Procedural sedation

The best and worst thing that happened to our ED was the closure of Hjartagátt (literally the “entrance of the heart”, our cardiac institute). It increased our workload but it made us seeing cardiac cases again.

In the North Atlantic area, one thing we can notice easily is that the cardiologists are agressive with rhythm control for atrial fibrillation. More precisely electrical cardioversion. I have to say that I like that approach, it is fast and extremely efficient. No waiting on the procainamide drip, you zap and it is 100% all renewable electricity. I like it. But for this, procedural sedation is required. The multiplication of sedations we did in the ER gave us a great exposure. Exactly what we needed.

Initially, we had to protect this technique in our department, which we did well. We have yet to compiled the numbers but I would say we did about one sedation per day (cardiac and non-cardiac). I have not compiled my personal numbers yet, but I would say that I have done at least 50 sedations (and possibly much more) which in retrospect, seems like a huge number to me.

With Hjalti, we developped the Slæving á bráðadeild – Gátlisti (just a beautiful way to say Checklist for Procedural Sedation in the ER). One day we will look at the numbers, make sure we monitor the quality of our care, but as of now, I have not heard of any severe adverse event.

The most common adverse events is hypoventilation followed by hypoxemia (for a nice review on its management, here). The key is to detect it early and act on it with basic maneuvers. I still have to find another word for Basic airway management, because “Basic” refers to something that is for the beginner, for the non-expert. But to me, it is one of the most important skill to have, and some people still struggle with it. So we should change for another term, TBD.

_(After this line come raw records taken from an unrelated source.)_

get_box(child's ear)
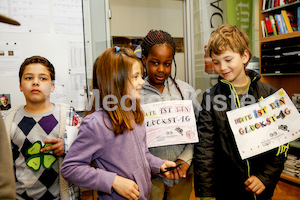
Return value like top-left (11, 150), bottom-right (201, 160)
top-left (242, 50), bottom-right (250, 64)
top-left (142, 55), bottom-right (147, 68)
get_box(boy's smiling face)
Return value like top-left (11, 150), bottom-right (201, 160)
top-left (211, 49), bottom-right (249, 87)
top-left (20, 63), bottom-right (55, 104)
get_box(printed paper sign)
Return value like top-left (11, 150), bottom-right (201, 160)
top-left (142, 100), bottom-right (199, 147)
top-left (227, 89), bottom-right (300, 159)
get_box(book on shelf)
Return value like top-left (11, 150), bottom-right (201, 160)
top-left (262, 0), bottom-right (267, 10)
top-left (284, 0), bottom-right (297, 4)
top-left (269, 15), bottom-right (277, 35)
top-left (281, 10), bottom-right (293, 33)
top-left (286, 10), bottom-right (298, 31)
top-left (275, 14), bottom-right (284, 35)
top-left (278, 14), bottom-right (288, 33)
top-left (297, 6), bottom-right (300, 31)
top-left (260, 20), bottom-right (268, 37)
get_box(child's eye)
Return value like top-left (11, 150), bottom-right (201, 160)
top-left (151, 62), bottom-right (158, 66)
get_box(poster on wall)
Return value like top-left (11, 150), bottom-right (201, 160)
top-left (142, 100), bottom-right (199, 147)
top-left (227, 89), bottom-right (300, 159)
top-left (200, 0), bottom-right (227, 74)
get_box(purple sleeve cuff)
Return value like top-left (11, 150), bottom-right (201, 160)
top-left (97, 170), bottom-right (117, 194)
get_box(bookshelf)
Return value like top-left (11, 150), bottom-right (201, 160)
top-left (259, 0), bottom-right (300, 97)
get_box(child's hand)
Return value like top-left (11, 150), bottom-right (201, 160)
top-left (173, 160), bottom-right (190, 179)
top-left (41, 138), bottom-right (64, 156)
top-left (112, 175), bottom-right (140, 199)
top-left (160, 160), bottom-right (178, 179)
top-left (244, 175), bottom-right (266, 195)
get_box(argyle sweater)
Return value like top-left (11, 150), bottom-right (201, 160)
top-left (5, 105), bottom-right (80, 200)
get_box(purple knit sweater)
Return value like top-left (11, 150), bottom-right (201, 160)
top-left (61, 109), bottom-right (164, 200)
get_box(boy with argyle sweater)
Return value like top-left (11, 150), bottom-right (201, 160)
top-left (5, 56), bottom-right (81, 200)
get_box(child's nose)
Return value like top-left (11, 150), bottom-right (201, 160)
top-left (140, 78), bottom-right (145, 85)
top-left (157, 64), bottom-right (165, 72)
top-left (220, 62), bottom-right (227, 70)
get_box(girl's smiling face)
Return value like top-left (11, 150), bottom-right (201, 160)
top-left (211, 49), bottom-right (249, 87)
top-left (143, 44), bottom-right (173, 92)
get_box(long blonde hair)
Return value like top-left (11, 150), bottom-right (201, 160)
top-left (88, 48), bottom-right (144, 135)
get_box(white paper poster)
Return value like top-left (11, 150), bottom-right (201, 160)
top-left (227, 89), bottom-right (300, 159)
top-left (142, 100), bottom-right (199, 147)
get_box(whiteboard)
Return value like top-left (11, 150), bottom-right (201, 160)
top-left (0, 0), bottom-right (86, 111)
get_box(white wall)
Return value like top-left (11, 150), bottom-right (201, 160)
top-left (110, 0), bottom-right (185, 80)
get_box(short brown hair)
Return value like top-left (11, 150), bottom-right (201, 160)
top-left (86, 47), bottom-right (144, 135)
top-left (19, 56), bottom-right (55, 83)
top-left (206, 24), bottom-right (252, 64)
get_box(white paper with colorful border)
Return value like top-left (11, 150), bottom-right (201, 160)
top-left (142, 100), bottom-right (199, 147)
top-left (226, 89), bottom-right (300, 159)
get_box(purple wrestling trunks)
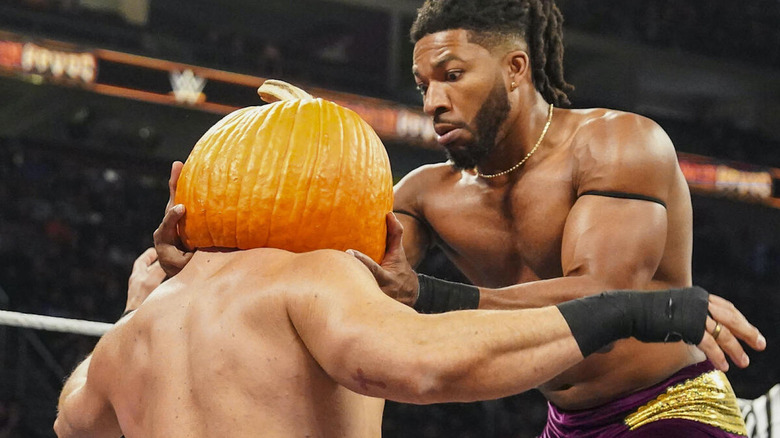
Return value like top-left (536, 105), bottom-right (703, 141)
top-left (539, 361), bottom-right (747, 438)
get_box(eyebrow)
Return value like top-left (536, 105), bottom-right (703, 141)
top-left (412, 53), bottom-right (464, 77)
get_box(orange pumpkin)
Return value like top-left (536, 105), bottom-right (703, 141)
top-left (175, 81), bottom-right (393, 261)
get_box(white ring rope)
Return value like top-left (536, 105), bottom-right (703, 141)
top-left (0, 310), bottom-right (114, 336)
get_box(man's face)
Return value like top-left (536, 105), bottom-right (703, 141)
top-left (412, 30), bottom-right (510, 169)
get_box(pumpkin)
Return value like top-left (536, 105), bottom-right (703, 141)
top-left (175, 80), bottom-right (393, 262)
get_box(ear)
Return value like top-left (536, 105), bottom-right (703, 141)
top-left (506, 50), bottom-right (531, 84)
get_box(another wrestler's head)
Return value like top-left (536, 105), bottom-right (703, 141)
top-left (410, 0), bottom-right (573, 168)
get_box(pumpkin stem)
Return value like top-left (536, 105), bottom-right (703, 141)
top-left (257, 79), bottom-right (314, 103)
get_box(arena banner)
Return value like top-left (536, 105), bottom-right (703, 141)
top-left (0, 31), bottom-right (780, 208)
top-left (677, 152), bottom-right (780, 208)
top-left (0, 32), bottom-right (436, 148)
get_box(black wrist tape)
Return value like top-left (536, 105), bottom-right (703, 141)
top-left (557, 286), bottom-right (709, 356)
top-left (414, 274), bottom-right (479, 313)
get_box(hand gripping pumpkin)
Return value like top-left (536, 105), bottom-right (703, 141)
top-left (176, 81), bottom-right (393, 262)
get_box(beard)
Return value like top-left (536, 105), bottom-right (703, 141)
top-left (445, 76), bottom-right (509, 170)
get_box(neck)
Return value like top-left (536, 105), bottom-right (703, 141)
top-left (476, 93), bottom-right (553, 176)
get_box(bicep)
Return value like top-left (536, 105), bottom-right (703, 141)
top-left (55, 359), bottom-right (122, 438)
top-left (561, 195), bottom-right (667, 289)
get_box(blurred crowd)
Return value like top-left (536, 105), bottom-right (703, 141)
top-left (558, 0), bottom-right (780, 67)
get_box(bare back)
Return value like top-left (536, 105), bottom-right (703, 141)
top-left (395, 109), bottom-right (703, 409)
top-left (93, 249), bottom-right (384, 438)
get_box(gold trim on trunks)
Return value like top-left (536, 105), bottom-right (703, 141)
top-left (624, 370), bottom-right (747, 436)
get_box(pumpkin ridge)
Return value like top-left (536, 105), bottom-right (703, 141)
top-left (325, 100), bottom-right (347, 251)
top-left (225, 107), bottom-right (258, 248)
top-left (248, 104), bottom-right (283, 246)
top-left (268, 100), bottom-right (301, 247)
top-left (236, 107), bottom-right (269, 249)
top-left (296, 102), bottom-right (323, 250)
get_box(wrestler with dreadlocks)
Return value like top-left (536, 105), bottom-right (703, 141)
top-left (155, 0), bottom-right (765, 437)
top-left (342, 0), bottom-right (747, 437)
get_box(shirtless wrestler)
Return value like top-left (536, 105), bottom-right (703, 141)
top-left (54, 90), bottom-right (758, 438)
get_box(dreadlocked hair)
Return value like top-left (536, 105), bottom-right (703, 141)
top-left (410, 0), bottom-right (574, 107)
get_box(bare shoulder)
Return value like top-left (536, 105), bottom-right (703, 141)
top-left (393, 162), bottom-right (461, 213)
top-left (569, 108), bottom-right (679, 195)
top-left (396, 162), bottom-right (459, 188)
top-left (288, 249), bottom-right (386, 297)
top-left (572, 108), bottom-right (675, 158)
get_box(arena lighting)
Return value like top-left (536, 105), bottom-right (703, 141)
top-left (0, 31), bottom-right (780, 208)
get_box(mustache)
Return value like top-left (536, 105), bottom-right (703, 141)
top-left (433, 116), bottom-right (469, 129)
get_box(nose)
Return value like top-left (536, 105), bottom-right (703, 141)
top-left (423, 82), bottom-right (451, 117)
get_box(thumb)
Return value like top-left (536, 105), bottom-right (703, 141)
top-left (385, 212), bottom-right (406, 259)
top-left (347, 249), bottom-right (382, 277)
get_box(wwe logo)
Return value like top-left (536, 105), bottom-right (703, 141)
top-left (170, 69), bottom-right (206, 105)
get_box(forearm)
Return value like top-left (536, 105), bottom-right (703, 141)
top-left (479, 275), bottom-right (612, 310)
top-left (341, 307), bottom-right (582, 404)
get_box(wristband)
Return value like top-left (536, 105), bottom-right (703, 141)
top-left (413, 274), bottom-right (479, 313)
top-left (557, 287), bottom-right (709, 357)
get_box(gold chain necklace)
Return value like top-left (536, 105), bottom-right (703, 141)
top-left (474, 104), bottom-right (553, 178)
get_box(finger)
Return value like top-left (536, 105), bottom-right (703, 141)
top-left (165, 161), bottom-right (184, 212)
top-left (698, 330), bottom-right (729, 372)
top-left (385, 212), bottom-right (404, 255)
top-left (709, 294), bottom-right (766, 351)
top-left (152, 204), bottom-right (185, 246)
top-left (706, 317), bottom-right (750, 368)
top-left (133, 247), bottom-right (157, 271)
top-left (347, 249), bottom-right (387, 280)
top-left (149, 260), bottom-right (166, 284)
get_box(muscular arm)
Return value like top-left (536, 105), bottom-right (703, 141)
top-left (288, 251), bottom-right (582, 403)
top-left (480, 114), bottom-right (690, 309)
top-left (54, 355), bottom-right (122, 438)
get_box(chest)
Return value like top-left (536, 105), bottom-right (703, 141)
top-left (424, 166), bottom-right (574, 287)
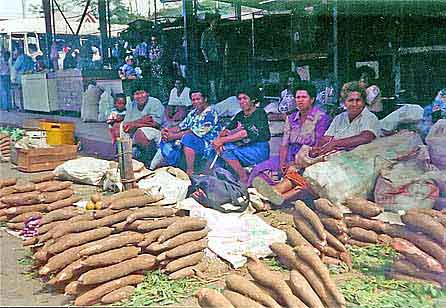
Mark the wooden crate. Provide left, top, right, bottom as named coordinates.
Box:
left=11, top=144, right=77, bottom=172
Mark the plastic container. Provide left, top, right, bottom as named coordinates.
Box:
left=40, top=120, right=75, bottom=145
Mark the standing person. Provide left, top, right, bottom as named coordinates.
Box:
left=148, top=35, right=167, bottom=102
left=166, top=77, right=192, bottom=124
left=172, top=36, right=187, bottom=78
left=200, top=18, right=221, bottom=104
left=212, top=88, right=271, bottom=184
left=50, top=41, right=59, bottom=71
left=248, top=82, right=330, bottom=185
left=0, top=50, right=11, bottom=111
left=160, top=90, right=219, bottom=176
left=121, top=80, right=164, bottom=165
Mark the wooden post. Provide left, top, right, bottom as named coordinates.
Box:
left=116, top=138, right=135, bottom=190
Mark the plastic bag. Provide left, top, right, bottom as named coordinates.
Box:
left=426, top=119, right=446, bottom=170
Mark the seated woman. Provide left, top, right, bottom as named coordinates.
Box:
left=253, top=82, right=379, bottom=206
left=160, top=90, right=219, bottom=176
left=248, top=82, right=330, bottom=186
left=166, top=77, right=192, bottom=126
left=212, top=89, right=271, bottom=184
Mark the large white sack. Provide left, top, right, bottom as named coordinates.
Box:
left=303, top=131, right=423, bottom=204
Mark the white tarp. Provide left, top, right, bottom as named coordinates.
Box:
left=178, top=198, right=286, bottom=268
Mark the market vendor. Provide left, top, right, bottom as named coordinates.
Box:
left=212, top=88, right=271, bottom=184
left=121, top=80, right=164, bottom=165
left=248, top=82, right=330, bottom=185
left=253, top=82, right=379, bottom=206
left=160, top=90, right=219, bottom=176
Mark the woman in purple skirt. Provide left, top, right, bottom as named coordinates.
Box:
left=248, top=82, right=330, bottom=186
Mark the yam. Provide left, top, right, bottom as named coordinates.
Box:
left=78, top=255, right=155, bottom=284
left=53, top=211, right=131, bottom=239
left=314, top=198, right=343, bottom=219
left=378, top=234, right=393, bottom=245
left=327, top=232, right=347, bottom=252
left=387, top=271, right=441, bottom=289
left=40, top=181, right=73, bottom=192
left=102, top=188, right=147, bottom=207
left=401, top=212, right=446, bottom=247
left=347, top=238, right=373, bottom=247
left=65, top=280, right=97, bottom=296
left=55, top=260, right=86, bottom=284
left=246, top=255, right=306, bottom=307
left=1, top=191, right=43, bottom=206
left=74, top=275, right=144, bottom=306
left=270, top=243, right=300, bottom=270
left=223, top=290, right=264, bottom=308
left=126, top=207, right=177, bottom=224
left=9, top=212, right=43, bottom=222
left=169, top=263, right=205, bottom=280
left=0, top=178, right=17, bottom=189
left=339, top=252, right=353, bottom=269
left=48, top=227, right=113, bottom=254
left=48, top=196, right=82, bottom=211
left=29, top=172, right=56, bottom=184
left=79, top=232, right=144, bottom=256
left=165, top=252, right=204, bottom=273
left=41, top=189, right=74, bottom=203
left=293, top=211, right=326, bottom=246
left=226, top=274, right=280, bottom=308
left=321, top=218, right=348, bottom=235
left=5, top=204, right=47, bottom=215
left=350, top=227, right=378, bottom=244
left=22, top=237, right=38, bottom=246
left=162, top=228, right=209, bottom=249
left=40, top=206, right=81, bottom=226
left=138, top=217, right=181, bottom=232
left=392, top=259, right=446, bottom=286
left=321, top=256, right=342, bottom=265
left=81, top=246, right=141, bottom=267
left=39, top=239, right=112, bottom=275
left=346, top=197, right=384, bottom=218
left=289, top=270, right=324, bottom=308
left=162, top=239, right=208, bottom=259
left=321, top=246, right=340, bottom=258
left=344, top=215, right=386, bottom=233
left=101, top=286, right=136, bottom=304
left=294, top=200, right=326, bottom=242
left=196, top=288, right=234, bottom=308
left=294, top=246, right=345, bottom=306
left=385, top=224, right=446, bottom=269
left=138, top=229, right=164, bottom=247
left=392, top=238, right=444, bottom=273
left=110, top=194, right=163, bottom=210
left=6, top=222, right=25, bottom=230
left=111, top=220, right=142, bottom=233
left=158, top=218, right=207, bottom=243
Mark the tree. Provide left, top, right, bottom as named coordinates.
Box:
left=30, top=0, right=143, bottom=24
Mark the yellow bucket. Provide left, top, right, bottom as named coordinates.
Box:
left=40, top=120, right=75, bottom=145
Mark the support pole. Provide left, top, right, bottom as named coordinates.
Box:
left=76, top=0, right=90, bottom=35
left=183, top=0, right=197, bottom=87
left=42, top=0, right=53, bottom=67
left=98, top=0, right=108, bottom=63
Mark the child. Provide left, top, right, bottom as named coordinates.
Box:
left=106, top=93, right=126, bottom=145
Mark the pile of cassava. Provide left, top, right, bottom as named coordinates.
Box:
left=1, top=180, right=208, bottom=306
left=384, top=209, right=446, bottom=288
left=285, top=199, right=352, bottom=268
left=0, top=133, right=11, bottom=161
left=344, top=197, right=392, bottom=247
left=197, top=251, right=346, bottom=308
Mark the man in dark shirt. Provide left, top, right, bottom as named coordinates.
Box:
left=212, top=89, right=271, bottom=184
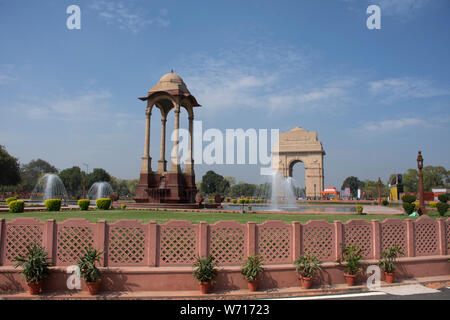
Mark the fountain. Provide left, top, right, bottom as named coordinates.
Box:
left=88, top=181, right=114, bottom=200
left=271, top=172, right=297, bottom=211
left=30, top=173, right=68, bottom=202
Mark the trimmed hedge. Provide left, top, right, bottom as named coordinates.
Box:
left=8, top=200, right=25, bottom=213
left=438, top=194, right=448, bottom=203
left=356, top=206, right=363, bottom=214
left=6, top=197, right=17, bottom=206
left=402, top=194, right=417, bottom=203
left=78, top=199, right=91, bottom=211
left=403, top=203, right=416, bottom=215
left=45, top=199, right=61, bottom=211
left=402, top=194, right=417, bottom=215
left=436, top=194, right=448, bottom=217
left=436, top=202, right=448, bottom=217
left=95, top=198, right=111, bottom=210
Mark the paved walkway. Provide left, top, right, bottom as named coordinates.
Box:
left=0, top=275, right=450, bottom=300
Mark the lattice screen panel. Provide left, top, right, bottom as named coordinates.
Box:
left=380, top=221, right=408, bottom=255
left=302, top=225, right=335, bottom=261
left=445, top=219, right=450, bottom=254
left=5, top=224, right=42, bottom=264
left=159, top=227, right=198, bottom=265
left=258, top=227, right=292, bottom=264
left=344, top=223, right=373, bottom=258
left=108, top=227, right=145, bottom=265
left=57, top=226, right=94, bottom=264
left=414, top=218, right=439, bottom=256
left=209, top=227, right=246, bottom=264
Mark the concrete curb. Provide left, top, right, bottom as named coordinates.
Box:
left=0, top=275, right=450, bottom=300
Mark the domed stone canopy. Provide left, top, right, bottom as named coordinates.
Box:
left=148, top=70, right=191, bottom=95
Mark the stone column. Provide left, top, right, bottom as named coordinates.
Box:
left=170, top=104, right=180, bottom=172
left=158, top=115, right=167, bottom=173
left=186, top=116, right=194, bottom=174
left=141, top=107, right=152, bottom=173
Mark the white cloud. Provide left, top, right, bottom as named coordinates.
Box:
left=175, top=40, right=355, bottom=115
left=341, top=0, right=431, bottom=21
left=19, top=90, right=112, bottom=122
left=369, top=77, right=450, bottom=103
left=369, top=0, right=430, bottom=15
left=361, top=118, right=428, bottom=133
left=358, top=116, right=450, bottom=134
left=0, top=64, right=17, bottom=85
left=90, top=0, right=170, bottom=33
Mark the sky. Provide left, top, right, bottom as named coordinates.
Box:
left=0, top=0, right=450, bottom=188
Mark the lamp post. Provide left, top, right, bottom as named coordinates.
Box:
left=83, top=163, right=89, bottom=199
left=417, top=151, right=428, bottom=215
left=378, top=177, right=381, bottom=206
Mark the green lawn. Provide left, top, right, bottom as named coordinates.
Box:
left=0, top=209, right=450, bottom=223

All in all, here is what I learned from this big year :

  • We have proven that ER physicians can do the sedations safely. I have not heard of any single cases that resulted in serious adverse events in our ER. We have a group of competent specialists and residents in our department and it something that we have earned proudly. Good job everyone!
  • The use of a checklist standardizes our care and ensure all the equipment is ready in case of. Patient vomits, suction was ready. Patient stops breathing, we are in position and we just do a few maneuvers to manage it. Desaturation after long apnea : BVM was ready. Checklist ensures that nothing is forgot and we are ready to act quickly. This is a high risk procedure and we need to be ready.
  • I had one case where the patient became apneic and desaturated to 85% and it was a sedation in the radiology department, using two different medications in an intoxicated patient and all the equipment was brought except a bag valve mask. It was a huge mistake. A beginner’s mistake. I thought we had it but we didn’t, in the panic, nobody found it in the anesthesiology cart. To see the patient desaturating slowly despite airway opening and oxygen at full flow was one of the scariest thing that happened to me. We sent someone running to the ER, brought back the BVM, bagged the patient and the saturation came up nicely. No adverse event but I felt extremely powerless. In hindsight, the mistakes were: combination of different sedative agents in an intoxicated patient, a sedation outside the department (not in my ‘hood) and the biggest was the lack of the bag valve mask. Never again.
  • I am a big fan of the double set-up with capnography and a non-rebreather mask (NRB) at 15L/m. This ensures that the patient is well preoxygenated with the NRB and that we detect hypoventilation early with the capnography. In the studies, oxygen supplementation can blunt the capnography reading, but from my experience, I feel the frequency and height of the curve on graph is really helpful.
  • The depth of sedation is something to be clarified. Deep sedation is defined as “Purposeful response following repeated or painful stimulation and airway intervention may be required“. This is what we do most of the time. If you want the patient NOT TO MOVE AT ALL despite painful stimuli, you are in the General Anesthesia realm. This is defined as “Unarousable, even with painful stimulus and airway intervention often required“. That means, grand-mother dislocated her hip, you can see her breathing slowing down after receiving propofol but when you pull on it strongly she moves a little but you can reduce he hip. To me it is ok. We are doing a deep sedation. If she resists too much, give a little more. But if you dont want her to move at all, you need to go to the OR. And it is ok, rarely the procedure fails and we have to send them to the theater for complete relaxation. But to completely knock patients out in the ER, that they do not feel anything and their breathing is suppressed, it qualifies as a General Anesthesia. Call anesthesiology and go to the OR, they are great people. The line is thin between those two categories and you want to put them in the area where they still breath but don’t move despite painful stimuli. I do not encourage under treatment, I just encourage the patient to be in the right state at the right place.

With all the experience we have gained in the last year, and with the fact that we have proven we can do it safely in the ER, we have own and we deserve it.

Congratulations everyone.

Do not forget to Make ER Great Again. MEGA.